Walter did not meet with Anselm when he landed at Dover, instead going directly to meet the king. Walter was authorized to give the king "all that he wanted" in return for William's recognition of Urban. The king's chief negotiator was William de St-Calais, the Bishop of Durham. The medieval writer Hugh of Flavigny said that Walter expressly conceded that no more papal legates would be sent to England without William's permission, for the length of William's life. Papal approval of the king's acts in the dispute was also granted. William then attempted to get the legate to depose Anselm, but was unsuccessful. Hugh also accused Walter of taking a bribe and attempting to get Anselm to swear fealty to the pope and Saint Peter. In the end, a compromise was reached, which limited the ability of the papacy to interfere in the English Church in exchange for the king's recognition of Urban.

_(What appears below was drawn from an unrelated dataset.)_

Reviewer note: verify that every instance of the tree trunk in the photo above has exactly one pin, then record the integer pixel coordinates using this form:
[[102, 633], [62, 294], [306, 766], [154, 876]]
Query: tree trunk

When time came to give Anselm his pallium, the first suggestion that the king give it to Anselm was rejected by the archbishop, and a compromise was reached where Walter put the pallium on the high altar at Canterbury Cathedral on 27 May 1095, and Anselm took the pallium from the altar. Walter remained in England to collect Peter's Pence, a traditional payment from the English bishoprics to the papacy. Anselm and the legate did not get along well from the start, for Walter said that Anselm's election as archbishop had been made by schismatics, throwing doubt on Anselm's fitness. Relations between Walter and Anselm were further strained later in the summer when the legate wrote a letter to Anselm relaying some accusations against the archbishop made by some of the English bishops. Although Walter attempted to discuss church reform with Anselm, Anselm gave the excuse that because an invasion from Robert Curthose was expected, the archbishop was unable to talk with the legate due to Anselm's military obligations. Another reason Anselm gave was that nothing could be done about a church council in England without the king's approval.

==Later career==

Walter left England sometime in the summer or autumn of 1095. He took with him to Rome a letter from Anselm and a small gift for Urban. He was in Rome on 14 August 1099, and probably helped elect Pope Pascal II on 13 August 1099. He died in 1101.